Demonstration of WLAN Race Condition

MV8787 WLAN version 14.66.09.p96 exhibits different behavior under Open Firmware on XO-4 compared to version 14.66.09.p80 .

Specifically, there appears to be a race condition between the HOST_INTSTATUS register and the WRBITMAP register. WRBITMAP returns the wrong value if it is read too soon after the 8787 firmware is initialized. The sequence is as follows.

Sequence

  • Write 0x03 to HOST_INT_MASK register (function 1 reg 2)
  • Load 8787 firmware
  • Write 0x02 to CONFIG register (function 1 reg 0)
  • (Optional time delay).
  • Read HOST_INTSTATUS register (function 1 reg 3) - it returns 2, saying that it is okay to read the WRBITMAP register.
  • Read WRBITMAP register (function 1 reg 6) ...
    • In version 14.66.09.p80 (Works) , the return value is always 0xffff, saying that the command port and the write data ports are available.
    • In version 14.66.09.p96 ...
      • (Fails) If the optional delay is less than (approximately) 90 ms, the return value is 0x0001, saying that only the command port is available.
      • (Works) If the optional delay is greater than (approximately) 90 ms, the return value is 0xffff, saying that the command port and the write data ports are available.

In the failing case, the WRBITMAP register will eventually return the correct value 0xffff - but the 0x02 mask bit in the HOST_INTSTATUS register is not set, so it should not be valid for software to read WRBITMAP.

Demonstration Firmware

I have prepared a version of OFW with tools to demonstrate this problem.

Put http://dev.laptop.org/~wmb/q7b08ma.rom on a USB stick and put it into the XO-4.

Power on the XO-4 and hit the ESC key when you hear the startup jingle. You should see an "ok" prompt.

Reflash the XO-4 with:

  ok flash u:\q7b08ma.rom

Configuring an Access Point

If you can set up an open access point named "OLPCOFW", you can run the tests very easily, as OFW defaults to that name.

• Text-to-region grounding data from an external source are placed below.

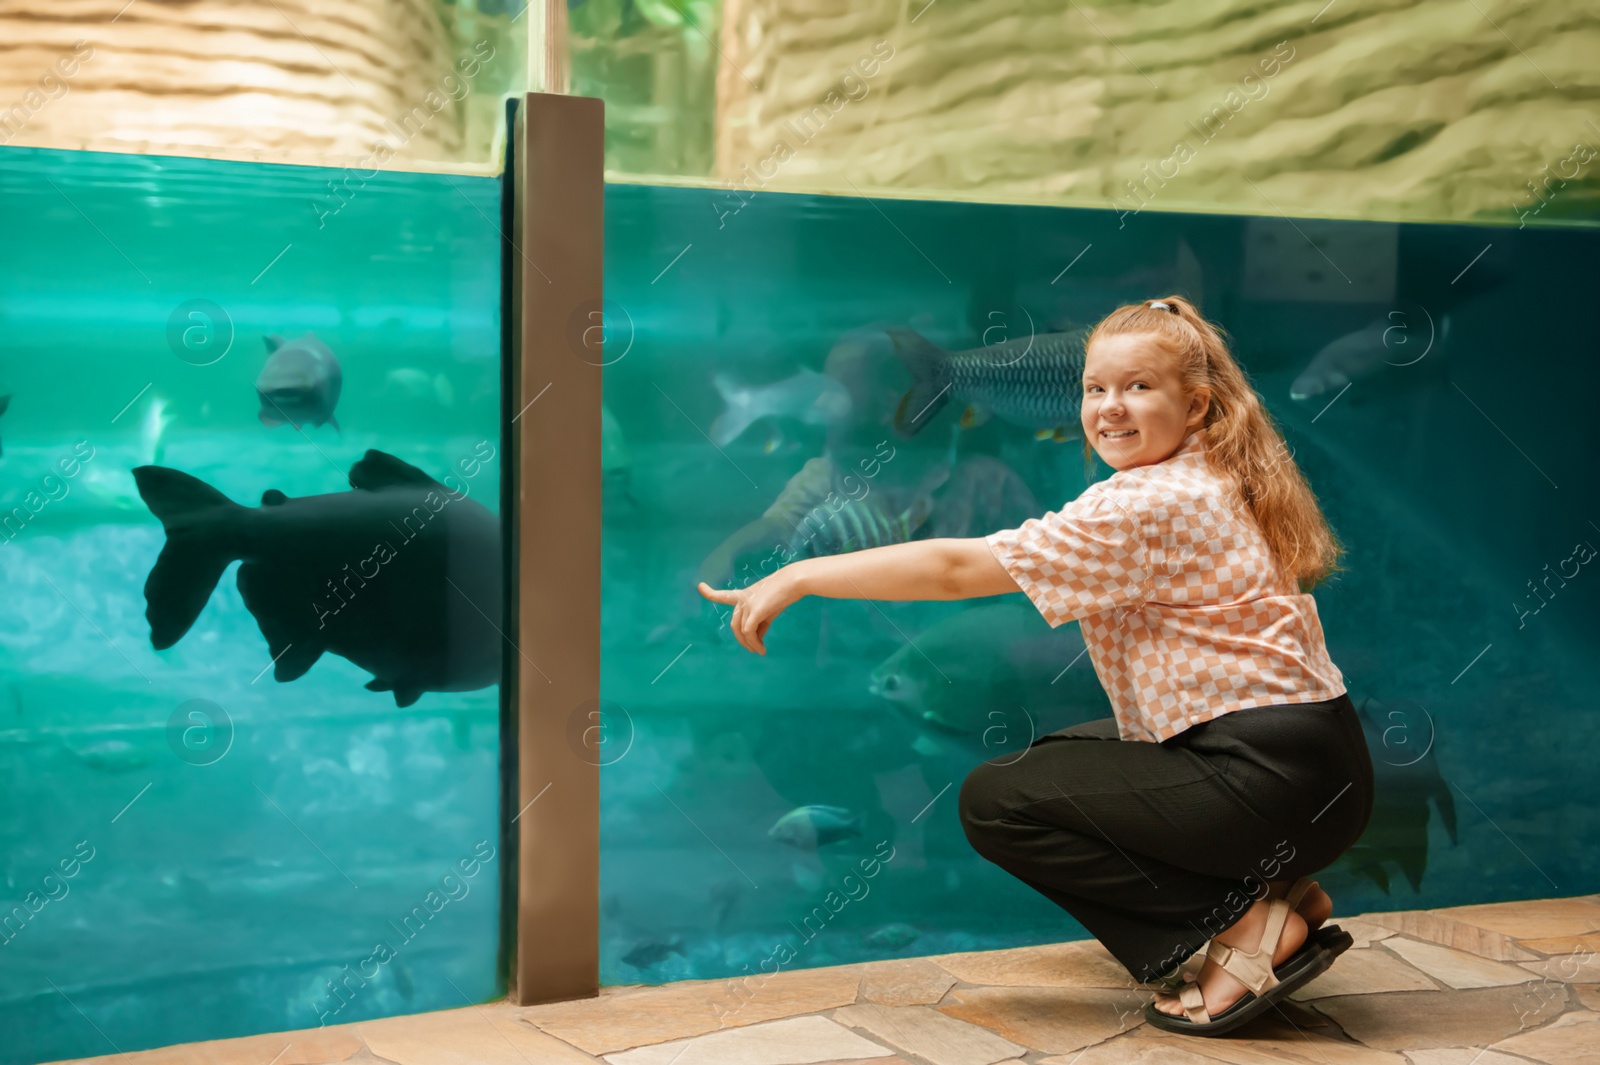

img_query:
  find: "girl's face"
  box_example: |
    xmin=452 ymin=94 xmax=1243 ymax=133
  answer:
xmin=1081 ymin=332 xmax=1210 ymax=470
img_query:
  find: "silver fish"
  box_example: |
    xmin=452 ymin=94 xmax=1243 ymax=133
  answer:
xmin=866 ymin=923 xmax=921 ymax=949
xmin=887 ymin=327 xmax=1088 ymax=441
xmin=768 ymin=804 xmax=862 ymax=850
xmin=622 ymin=936 xmax=685 ymax=970
xmin=256 ymin=333 xmax=343 ymax=431
xmin=1290 ymin=313 xmax=1452 ymax=402
xmin=709 ymin=368 xmax=853 ymax=447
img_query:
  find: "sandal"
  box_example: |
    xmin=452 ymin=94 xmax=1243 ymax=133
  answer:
xmin=1143 ymin=895 xmax=1355 ymax=1036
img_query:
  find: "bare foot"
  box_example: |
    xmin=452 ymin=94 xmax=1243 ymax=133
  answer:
xmin=1153 ymin=896 xmax=1309 ymax=1018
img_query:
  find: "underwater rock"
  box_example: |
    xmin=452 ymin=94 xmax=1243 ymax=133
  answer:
xmin=256 ymin=333 xmax=342 ymax=431
xmin=131 ymin=448 xmax=502 ymax=707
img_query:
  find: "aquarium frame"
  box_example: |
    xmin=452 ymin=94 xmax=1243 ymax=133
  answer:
xmin=506 ymin=90 xmax=604 ymax=1006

Otherwise you will have to issue these commands after every power-up:

  ok essid MY_ESSID
  ok wpa MY_WPA_PASSWORD

The essid line is unnecessary if the access point is named "OLPCOFW", and the wpa line is unnecessary if the access point is open.

Example Test Runs

Here is a successful run using the old 8787 firmware:

 ok use-old-fw
 ok set-delay 0
 ok ping 192.168.200.1
 host-intstatus-reg is 0x2  wr-bitmap-reg is 0xffff  delay is 0
 Scan for: OLPCOFW found
 Associate with: OLPCOFW
 DHCP got 192.168.200.64
 203 ms

Here is another successful run using the new 8787 firmware plus a 100 ms delay (which hides the problem):

 ok use-new-fw
 ok set-delay 100
 ok ping 192.168.200.1
 host-intstatus-reg is 0x2  wr-bitmap-reg is 0xffff  delay is 100
 Scan for: OLPCOFW found
 Associate with: OLPCOFW
 DHCP got 192.168.200.64
 203 ms

Here is a failing run, using new firmware, with the delay too short to hide the problem:

 ok use-new-fw
 ok set-delay 80
 ok ping 192.168.200.1
 host-intstatus-reg is 0x2  wr-bitmap-reg is 0x1  delay is 80
   wr-bitmap-value was wrong - rereading after 100 ms ...
 host-intstatus-reg is 0x0  wr-bitmap-reg is 0xffff
 Associate with: OLPCOFW

In the failing run, the first problem indication is "wr-bitmap-reg is 0x1" (instead of 0xffff). When the test software notices that situation, it waits 100 ms and re-reads both the HOST_INTSTATUS and WRBITMAP registers. Notice that WRBITMAP has changed to the correct 0xffff, but HOST_INTSTATUS is 0, so normal software would not know that it should read WRBITMAP.

The final result in the failing case is that the software hangs. The hang is caused by the transmit routine not having a write data port available (because the WRBITMAP mask is 0x1, with no write data port bits set).